Kemeriahan Agustusan Bersama Para Penggerak Masa Depan

RoisatulAzizah 11 September 2015

Memasuki bulan istimewa peringatan kemerdekaan bangsa Indonesia yaitu bulan Agustus, hujan pun menyambut akrab setiap harinya, bahkan tanpa henti, tidak jarang hujan turun sepanjang hari di desa kami, Ondo-Ondolu SPC. Desa kami berada didaerah pegunungan. Ketika musih hujan datang, datangnya sepanjang hari. Dingin setiap pagi. Namun, antusias anak-anak tidak pernah luntur terguyur hujan ataupun membeku kedinginan. Semangat mereka menyambut hari kemerdekaan bangsa Indonesia tercinta semakin melekat dengan pembuktian-pembuktian singkat. Mulai dari menuliskan surat pertanyaan siapa yang akan menjadi petugas upacara, sampai datang hampir setiap sore untuk menemani saya mengajak para pemuda desa atau siapapun yang dapat mendukung.
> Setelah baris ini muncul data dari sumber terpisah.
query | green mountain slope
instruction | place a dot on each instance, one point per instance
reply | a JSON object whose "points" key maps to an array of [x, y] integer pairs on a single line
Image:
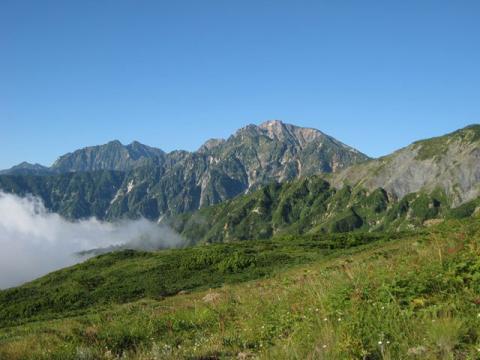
{"points": [[156, 183], [74, 195], [450, 163], [311, 205]]}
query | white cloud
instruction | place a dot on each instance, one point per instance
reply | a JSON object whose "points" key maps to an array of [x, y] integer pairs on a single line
{"points": [[34, 241]]}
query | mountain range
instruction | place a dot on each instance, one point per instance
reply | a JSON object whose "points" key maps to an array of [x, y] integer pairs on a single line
{"points": [[263, 180], [137, 180]]}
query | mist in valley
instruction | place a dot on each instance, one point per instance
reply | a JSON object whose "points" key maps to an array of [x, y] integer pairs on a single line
{"points": [[34, 241]]}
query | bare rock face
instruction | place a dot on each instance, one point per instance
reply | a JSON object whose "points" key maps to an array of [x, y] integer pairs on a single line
{"points": [[450, 163], [155, 183]]}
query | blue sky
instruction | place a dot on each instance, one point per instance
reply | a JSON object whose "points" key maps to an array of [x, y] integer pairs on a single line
{"points": [[375, 74]]}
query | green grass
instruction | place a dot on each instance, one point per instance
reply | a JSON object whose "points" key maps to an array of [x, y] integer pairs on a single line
{"points": [[130, 275], [413, 297]]}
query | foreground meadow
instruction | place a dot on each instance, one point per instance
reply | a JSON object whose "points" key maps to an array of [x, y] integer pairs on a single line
{"points": [[414, 296]]}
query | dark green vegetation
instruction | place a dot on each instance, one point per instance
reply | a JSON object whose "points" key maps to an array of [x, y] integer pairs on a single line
{"points": [[129, 275], [311, 205], [415, 296], [154, 183]]}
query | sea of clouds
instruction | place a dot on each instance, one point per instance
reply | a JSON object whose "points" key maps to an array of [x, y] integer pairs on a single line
{"points": [[34, 241]]}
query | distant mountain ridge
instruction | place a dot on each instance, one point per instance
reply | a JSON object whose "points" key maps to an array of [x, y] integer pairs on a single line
{"points": [[450, 163], [155, 183]]}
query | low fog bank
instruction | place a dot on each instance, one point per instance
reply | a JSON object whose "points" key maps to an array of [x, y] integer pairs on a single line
{"points": [[34, 241]]}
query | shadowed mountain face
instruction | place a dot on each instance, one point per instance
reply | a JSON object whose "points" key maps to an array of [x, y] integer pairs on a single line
{"points": [[450, 163], [153, 183]]}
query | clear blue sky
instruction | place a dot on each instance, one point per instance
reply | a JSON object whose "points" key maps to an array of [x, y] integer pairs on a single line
{"points": [[375, 74]]}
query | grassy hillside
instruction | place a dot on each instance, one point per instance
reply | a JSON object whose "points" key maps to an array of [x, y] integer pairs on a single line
{"points": [[416, 296], [130, 275]]}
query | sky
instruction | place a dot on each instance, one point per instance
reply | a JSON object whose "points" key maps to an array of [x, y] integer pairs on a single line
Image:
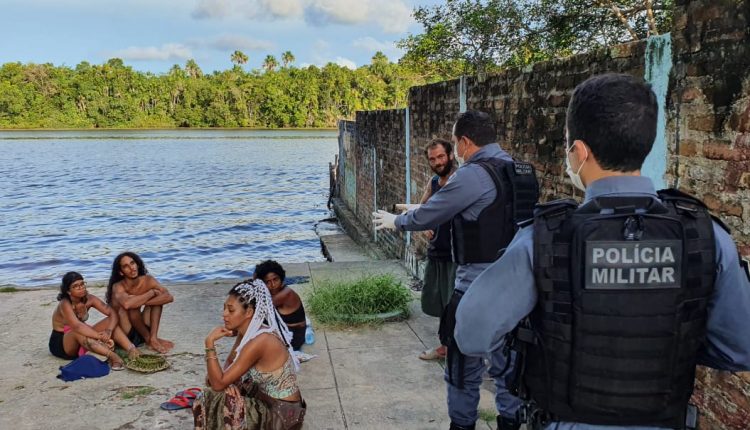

Saya pun menyempatkan bertanya pada mereka apakah yang sebenarnya menjadi pematik semangat mereka menyambut hari kemerdekaan bangsa Indonesia.

“Yang penting kebersamaannya bu.”

“Kalo saya bu, mau bu jadi pembaca teks proklamasinya.”

“Kan seru bu, kita kumpul-kumpul.”

Pada awal bulan pun, salah satu guru telah menyatakan siap untuk mendorong dan menggerakkan pemuda desa mengambil tindakan untuk merajut kebersamaan di hari kemerdekaan. Semangat tersebut disambut hangat oleh anak-anak, guru-guru dan bapak kepala sekolah.

“Oh, gampang itu bu, nanti kita atur bersama kalo sudah dekat-dekat harinya.”

Tanggal tujuh belas agustus pun semakin dekat, barangkali sekitar dua atau tiga hari sebelum tanggal keramat itu, tetiba pernyataan dadakan pun terlontar. Pernyataan bahwa harus ada pihak lain yang menjadi otak pelaksanaan dikarenakan suatu hal yang tidak dapat ditinggalkan. Baiklah, pasti ada pihak lain yang harus bergerak. Ahh, sebenarnya tidak begitu baik, karena hari sudah semakin dekat, tapi keyakinan kuat bahwa merdeka saja butuh perjuangan dan banyak jalan untuk meraihnya, apalah kita jika menyerah sebelum titik hari H.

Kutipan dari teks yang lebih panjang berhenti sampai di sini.